Pshemo picture Pshemo · May 26, 2014

str.replace("[\\]+", "\") has few problems,

  • replace doesn't use regex (replaceAll does) so "[\\]" will represent [\] literal, not \ nor \\ (depending on what you think it would represent)
  • even if it did accept regex "[\\]" would not be correct regex because \\] would escape ] so you would end up with unclosed character class [..
  • it will not compile (your replacement String is not closed)

It will not compile because \ is start of escape sequence \X where X needs to be either

  • changed from being String special character to simple literal, like in your case \" will escape " to be literal (so you could print it for instance) instead of being start/end of String,
  • changed from being normal character to be special one like in case of line separators \n \r or tabulations \t.

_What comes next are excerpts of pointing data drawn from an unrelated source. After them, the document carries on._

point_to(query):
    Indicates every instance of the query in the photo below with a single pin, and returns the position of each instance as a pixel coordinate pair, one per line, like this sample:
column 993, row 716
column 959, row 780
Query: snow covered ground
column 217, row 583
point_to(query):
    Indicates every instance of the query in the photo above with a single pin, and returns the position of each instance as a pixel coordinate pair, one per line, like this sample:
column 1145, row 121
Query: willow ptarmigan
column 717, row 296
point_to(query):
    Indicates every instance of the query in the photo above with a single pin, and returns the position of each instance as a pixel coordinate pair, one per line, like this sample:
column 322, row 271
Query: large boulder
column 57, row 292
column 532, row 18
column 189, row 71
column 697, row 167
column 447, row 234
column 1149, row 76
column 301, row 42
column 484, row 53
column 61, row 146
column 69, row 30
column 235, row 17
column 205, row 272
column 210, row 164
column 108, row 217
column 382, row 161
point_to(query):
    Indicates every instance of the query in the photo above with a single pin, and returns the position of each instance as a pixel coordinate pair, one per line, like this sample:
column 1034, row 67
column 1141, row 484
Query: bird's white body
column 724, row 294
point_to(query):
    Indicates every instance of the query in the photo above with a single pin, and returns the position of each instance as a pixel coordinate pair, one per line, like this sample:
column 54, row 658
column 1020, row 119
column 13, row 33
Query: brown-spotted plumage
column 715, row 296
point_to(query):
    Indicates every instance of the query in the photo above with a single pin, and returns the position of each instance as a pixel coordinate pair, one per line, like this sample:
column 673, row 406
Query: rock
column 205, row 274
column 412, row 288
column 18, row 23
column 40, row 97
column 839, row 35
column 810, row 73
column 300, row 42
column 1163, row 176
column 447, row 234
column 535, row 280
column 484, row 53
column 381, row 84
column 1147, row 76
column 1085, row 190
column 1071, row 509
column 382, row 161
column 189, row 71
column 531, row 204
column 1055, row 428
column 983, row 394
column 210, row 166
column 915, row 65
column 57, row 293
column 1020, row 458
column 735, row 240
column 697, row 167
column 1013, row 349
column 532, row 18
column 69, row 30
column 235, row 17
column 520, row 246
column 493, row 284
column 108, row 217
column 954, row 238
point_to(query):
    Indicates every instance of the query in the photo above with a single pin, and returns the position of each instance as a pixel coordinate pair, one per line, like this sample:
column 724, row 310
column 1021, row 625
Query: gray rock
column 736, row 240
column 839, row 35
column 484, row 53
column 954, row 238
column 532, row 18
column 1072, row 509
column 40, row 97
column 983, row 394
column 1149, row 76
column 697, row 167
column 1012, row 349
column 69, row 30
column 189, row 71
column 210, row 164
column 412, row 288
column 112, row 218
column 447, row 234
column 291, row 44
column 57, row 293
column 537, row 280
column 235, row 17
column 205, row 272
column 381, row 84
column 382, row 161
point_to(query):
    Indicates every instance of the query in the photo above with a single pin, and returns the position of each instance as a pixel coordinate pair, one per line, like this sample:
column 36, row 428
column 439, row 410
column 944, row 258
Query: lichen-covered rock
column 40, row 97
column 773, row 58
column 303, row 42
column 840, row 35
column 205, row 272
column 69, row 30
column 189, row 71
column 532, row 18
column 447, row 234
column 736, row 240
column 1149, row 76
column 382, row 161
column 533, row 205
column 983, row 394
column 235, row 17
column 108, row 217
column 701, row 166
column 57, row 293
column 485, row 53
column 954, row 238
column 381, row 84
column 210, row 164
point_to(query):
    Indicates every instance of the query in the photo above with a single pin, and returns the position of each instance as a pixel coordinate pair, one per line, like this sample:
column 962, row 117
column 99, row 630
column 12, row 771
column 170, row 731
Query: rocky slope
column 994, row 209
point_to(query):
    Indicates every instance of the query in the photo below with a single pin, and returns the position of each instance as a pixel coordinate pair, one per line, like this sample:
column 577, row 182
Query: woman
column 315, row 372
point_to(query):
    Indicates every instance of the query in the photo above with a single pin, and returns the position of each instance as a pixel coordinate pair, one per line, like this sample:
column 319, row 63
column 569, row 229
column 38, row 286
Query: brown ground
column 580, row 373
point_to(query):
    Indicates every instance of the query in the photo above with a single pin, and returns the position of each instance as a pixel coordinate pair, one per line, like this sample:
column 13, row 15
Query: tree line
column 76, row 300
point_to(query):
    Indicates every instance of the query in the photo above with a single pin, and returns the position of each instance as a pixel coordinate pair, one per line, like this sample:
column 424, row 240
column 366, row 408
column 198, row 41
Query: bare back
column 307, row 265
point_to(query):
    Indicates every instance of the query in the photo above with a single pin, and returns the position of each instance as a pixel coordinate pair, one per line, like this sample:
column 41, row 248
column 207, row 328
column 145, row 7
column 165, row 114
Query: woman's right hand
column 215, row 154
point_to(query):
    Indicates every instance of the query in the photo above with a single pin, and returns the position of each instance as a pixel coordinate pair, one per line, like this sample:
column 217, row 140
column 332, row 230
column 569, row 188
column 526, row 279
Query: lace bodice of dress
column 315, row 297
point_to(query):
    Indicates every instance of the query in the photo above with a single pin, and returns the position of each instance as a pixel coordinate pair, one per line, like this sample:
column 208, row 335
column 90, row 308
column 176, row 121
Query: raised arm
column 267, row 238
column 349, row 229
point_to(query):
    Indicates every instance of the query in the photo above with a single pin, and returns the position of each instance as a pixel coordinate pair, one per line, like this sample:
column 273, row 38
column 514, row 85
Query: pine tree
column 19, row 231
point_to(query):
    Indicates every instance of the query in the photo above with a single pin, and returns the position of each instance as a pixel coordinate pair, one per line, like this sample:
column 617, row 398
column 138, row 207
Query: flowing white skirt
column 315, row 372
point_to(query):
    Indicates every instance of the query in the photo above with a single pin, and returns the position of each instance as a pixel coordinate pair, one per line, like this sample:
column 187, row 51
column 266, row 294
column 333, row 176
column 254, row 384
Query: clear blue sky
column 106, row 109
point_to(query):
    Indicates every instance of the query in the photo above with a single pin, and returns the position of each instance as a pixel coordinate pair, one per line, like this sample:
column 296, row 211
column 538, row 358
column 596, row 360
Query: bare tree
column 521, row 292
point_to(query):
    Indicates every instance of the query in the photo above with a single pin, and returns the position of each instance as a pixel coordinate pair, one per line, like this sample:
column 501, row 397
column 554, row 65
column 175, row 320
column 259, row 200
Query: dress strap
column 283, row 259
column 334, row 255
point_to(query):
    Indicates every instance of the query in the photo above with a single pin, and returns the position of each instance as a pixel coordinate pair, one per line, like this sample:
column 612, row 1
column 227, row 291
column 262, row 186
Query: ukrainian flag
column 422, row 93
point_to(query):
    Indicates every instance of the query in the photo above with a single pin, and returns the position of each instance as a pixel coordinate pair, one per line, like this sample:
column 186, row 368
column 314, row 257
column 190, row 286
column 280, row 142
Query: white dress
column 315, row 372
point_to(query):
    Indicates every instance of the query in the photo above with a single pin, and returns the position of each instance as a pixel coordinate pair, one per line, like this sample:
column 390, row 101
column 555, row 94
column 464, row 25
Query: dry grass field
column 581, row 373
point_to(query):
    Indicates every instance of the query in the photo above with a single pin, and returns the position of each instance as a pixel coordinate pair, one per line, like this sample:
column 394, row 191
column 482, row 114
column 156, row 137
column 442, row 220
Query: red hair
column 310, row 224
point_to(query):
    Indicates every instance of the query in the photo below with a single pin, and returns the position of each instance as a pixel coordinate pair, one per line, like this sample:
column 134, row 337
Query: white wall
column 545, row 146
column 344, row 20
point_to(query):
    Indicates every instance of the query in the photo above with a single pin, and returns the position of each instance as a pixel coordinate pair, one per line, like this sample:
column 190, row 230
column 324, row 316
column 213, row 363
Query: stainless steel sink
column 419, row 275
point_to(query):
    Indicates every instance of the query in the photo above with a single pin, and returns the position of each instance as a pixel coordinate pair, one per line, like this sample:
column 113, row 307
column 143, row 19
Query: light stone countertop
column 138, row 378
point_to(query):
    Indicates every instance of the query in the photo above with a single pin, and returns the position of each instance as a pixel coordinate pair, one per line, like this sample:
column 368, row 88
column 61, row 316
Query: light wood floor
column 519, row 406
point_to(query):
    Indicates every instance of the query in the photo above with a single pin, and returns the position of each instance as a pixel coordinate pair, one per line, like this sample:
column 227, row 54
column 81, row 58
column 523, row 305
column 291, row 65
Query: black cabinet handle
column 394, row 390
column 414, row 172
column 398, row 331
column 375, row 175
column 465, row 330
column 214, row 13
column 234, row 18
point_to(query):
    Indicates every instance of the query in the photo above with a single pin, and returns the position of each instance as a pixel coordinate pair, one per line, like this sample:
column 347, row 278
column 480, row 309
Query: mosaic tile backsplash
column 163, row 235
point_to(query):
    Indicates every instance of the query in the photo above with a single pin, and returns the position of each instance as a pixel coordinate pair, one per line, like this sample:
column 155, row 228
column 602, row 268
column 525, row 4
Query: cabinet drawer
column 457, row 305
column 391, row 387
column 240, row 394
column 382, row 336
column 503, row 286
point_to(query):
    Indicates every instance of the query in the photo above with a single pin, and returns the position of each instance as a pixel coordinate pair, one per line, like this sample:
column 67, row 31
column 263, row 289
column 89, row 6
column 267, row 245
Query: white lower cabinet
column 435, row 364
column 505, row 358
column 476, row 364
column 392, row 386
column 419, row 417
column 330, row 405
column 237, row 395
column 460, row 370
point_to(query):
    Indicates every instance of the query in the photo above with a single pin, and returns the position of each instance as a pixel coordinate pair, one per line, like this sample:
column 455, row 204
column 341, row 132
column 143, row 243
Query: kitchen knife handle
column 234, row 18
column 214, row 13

Now we know that \ is special and is used to escape other character. So what do you think we need to do to make \ represent literal (when we want to print \). If you guessed that it needs to be escaped with another \ then you are right. To create \ literal we need to write it in String as "\\".

Since you know how to create String containing \ literal (escaped \) you can start thinking about how to create your replacements.

Regex which represents one or more \ can look like

\\+

But that is its native form, and we need to create it using String. I used \\ here because in regex \ is also special character (for instance \d represents digits , not \ literal followed by d) so it also needs to be escaped first to represent \ literal. Just like in String we can escape it with another \.

So String representing this regex will need to be written as

"\\\\+" (we escaped \ twice, once in regex \\+ and once in string)

You can use it as first argument of replaceAll (because replace as mentioned earlier doesn't accept regex).

Now last problem you will face is second argument of replaceAll method. If you write

replaceAll("\\\\+", "\\")

and it will find match for regex you will see exception

java.lang.IllegalArgumentException: character to be escaped is missing

It is because in replacement part (second argument in replaceAll method) we can also use special formula $x which represents current match from group with index x. So to be able to escape $ into literal we need some escape mechanism, and again \ was used here for that purpose. So \ is also special in replacement part of our method.
So again to create \ literal we need to escape it with another \, and string literal representing expression \\ is "\\\\".

But lets get back to earlier exception: message "character to be escaped is missing" refers to X part of \X formula (X is character we want to be escaped). Problem is that earlier your replacement "\\" represented only \ part, so this method expected either $ to create \$, or \\ to create \ literal. So valid replacements would be "\\$ or "\\\\".


To make things work you need to write your replacing method as

str = str.replaceAll("\\\\+", "\\\\")